Das philippinische Dienstmädchen klopfte an die Tür, weckte die beiden aber nicht. Bai Yanfei hatte mittags ein leichtes Unwohlsein. Er stand auf und sah Ling Zeyu noch immer neben sich. Nach einem kurzen Moment der Überraschung legte er sich wieder hin und betrachtete aufmerksam Ling Zeyus perfektes Profil.
Das ist sein Mann.
Im Schlaf spürte Ling Zeyu einen brennenden Blick auf sich. Als er die Augen öffnete, sah er Bai Yanfei, der ihn verliebt anstarrte.
„Du liebst also nicht nur mein Geld, sondern auch mein Gesicht.“ Ling Zeyus Stimme ertönte unerwartet, und Bai Yanfei war verblüfft, als er verstand, was er damit meinte.
Ling Zeyus Stimme, noch halb im Schlaf, hatte eine verführerische Tiefe, aber Bai Yanfei war in diesem Moment nicht in der Stimmung, sie zu genießen.
Draußen vor dem Fenster fiel leichter Regen. Ling Zeyu stand sorglos auf. Er zog sich neben dem Bett an, während Bai Yanfei ihn unverwandt anstarrte.
"Muss ich trotzdem noch zur Arbeit gehen?"
Ling Zeyu unterbrach das Schließen seines Gürtels, ohne den Kopf zu drehen: „Willst du etwa andeuten, dass ich mit dir schlafe? Hast du keine Angst, dass ich dich irgendwann satt habe?“
Er hatte Angst, natürlich hatte er Angst, aber noch mehr Angst hatte er vor Ling Zeyus aktueller Haltung ihm gegenüber.
Wenige Tage später traf die Konkurrenz ein. Bai Yanfei präsentierte selbstbewusst seine Arbeit. Kaum war der Entwurf veröffentlicht, kamen Zweifel auf. Zudem hatte Ling Zeyu gerade ihre Hochzeit angekündigt, sodass Gerüchte garantiert für reichlich Gesprächsstoff sorgten.

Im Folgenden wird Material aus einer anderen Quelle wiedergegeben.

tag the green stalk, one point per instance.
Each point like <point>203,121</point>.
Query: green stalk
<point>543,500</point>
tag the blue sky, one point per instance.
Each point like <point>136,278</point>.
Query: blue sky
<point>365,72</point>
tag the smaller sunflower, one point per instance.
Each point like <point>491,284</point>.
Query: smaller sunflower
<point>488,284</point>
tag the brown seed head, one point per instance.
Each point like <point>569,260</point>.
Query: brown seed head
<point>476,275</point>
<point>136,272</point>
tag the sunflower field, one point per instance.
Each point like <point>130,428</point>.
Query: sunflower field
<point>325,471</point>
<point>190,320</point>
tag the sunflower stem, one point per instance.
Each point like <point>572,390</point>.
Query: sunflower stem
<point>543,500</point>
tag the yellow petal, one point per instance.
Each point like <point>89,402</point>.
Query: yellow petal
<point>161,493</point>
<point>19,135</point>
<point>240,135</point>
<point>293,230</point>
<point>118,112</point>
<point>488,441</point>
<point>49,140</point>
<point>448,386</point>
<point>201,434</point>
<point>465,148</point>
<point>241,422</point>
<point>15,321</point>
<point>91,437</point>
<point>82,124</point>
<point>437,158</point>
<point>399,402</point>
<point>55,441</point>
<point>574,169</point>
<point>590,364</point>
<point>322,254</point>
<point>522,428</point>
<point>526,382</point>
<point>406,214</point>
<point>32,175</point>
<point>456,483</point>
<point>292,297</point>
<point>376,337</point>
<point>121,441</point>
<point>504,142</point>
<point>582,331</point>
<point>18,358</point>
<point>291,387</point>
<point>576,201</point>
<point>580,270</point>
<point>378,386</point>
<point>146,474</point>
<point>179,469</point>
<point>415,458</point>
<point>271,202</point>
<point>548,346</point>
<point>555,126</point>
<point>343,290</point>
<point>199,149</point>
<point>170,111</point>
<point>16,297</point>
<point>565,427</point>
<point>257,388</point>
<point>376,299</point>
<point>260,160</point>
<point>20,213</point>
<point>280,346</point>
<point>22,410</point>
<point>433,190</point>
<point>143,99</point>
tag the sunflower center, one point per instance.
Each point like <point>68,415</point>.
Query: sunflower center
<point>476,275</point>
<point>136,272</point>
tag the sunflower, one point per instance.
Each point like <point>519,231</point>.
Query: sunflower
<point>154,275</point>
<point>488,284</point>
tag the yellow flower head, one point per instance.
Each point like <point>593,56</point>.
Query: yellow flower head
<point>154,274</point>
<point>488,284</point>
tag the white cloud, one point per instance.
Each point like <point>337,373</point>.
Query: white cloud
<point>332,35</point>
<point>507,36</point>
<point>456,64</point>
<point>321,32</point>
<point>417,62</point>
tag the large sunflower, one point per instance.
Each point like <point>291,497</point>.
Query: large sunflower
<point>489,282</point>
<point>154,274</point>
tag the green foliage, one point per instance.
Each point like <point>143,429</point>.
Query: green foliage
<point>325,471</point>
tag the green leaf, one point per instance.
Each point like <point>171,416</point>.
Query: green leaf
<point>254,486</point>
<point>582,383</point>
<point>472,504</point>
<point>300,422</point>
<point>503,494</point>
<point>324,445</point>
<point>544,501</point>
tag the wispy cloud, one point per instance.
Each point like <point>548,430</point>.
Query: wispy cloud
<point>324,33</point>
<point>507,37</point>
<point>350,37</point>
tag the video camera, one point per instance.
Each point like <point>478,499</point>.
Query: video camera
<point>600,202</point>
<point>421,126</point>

Für manche langfristige Aktionäre ist ein gutes Manuskript jedoch eines, das Gewinn abwirft. Manche Designer hingegen, die auf ihren Ruf angewiesen sind, vernachlässigen ihn und produzieren minderwertige Werke, die schließlich in Vergessenheit geraten.
Bai Yanfei wollte in diesem Wettbewerb nur herausstechen, und er konnte seine Gefühle nicht beschreiben, als er die Meisterschaft gewann.
Er wusste nicht, ob er sich freute oder nicht. Seine Großmutter kaufte ihm wie üblich ein Geschenk, um seine Auszeichnung zu feiern.
Je näher der Hochzeitstermin rückte, desto nervöser wurde Bai Yanfei. Su Yang war bereits aus der Villa zurückgezogen und hatte seine Arbeit bei der Su Corporation wieder aufgenommen.
Auch Cheng Xiao nahm am Wettbewerb teil. Ihre Arbeit war nicht herausragend, sondern eher durchschnittlich. Sie war jedoch sehr unzufrieden darüber, dass Bai Yanfei den Preis gewonnen hatte.
Sie bewarb sich bei Ling Zeyu mit der Begründung, sie sei nicht würdig, Bai Yanfei zu betreuen, die sie bereits übertroffen habe. Im Unternehmen schenkte Cheng Xiao Bai Yanfei nicht einmal einen zweiten Blick.
Cheng Xiao war der Ansicht, dass Bai Yanfei ihr die Meisterschaft gestohlen hatte. Hätte sie dieses Mal die Meisterschaft gewonnen, wäre ihr Marktwert noch höher gewesen, doch wegen Bai Yanfei war all das ruiniert.
So begann sie Bai Yanfei zu hassen. Als sie einen Anruf von einer unbekannten Nummer erhielt, willigte sie ohne zu zögern in die Bitte des Anrufers ein.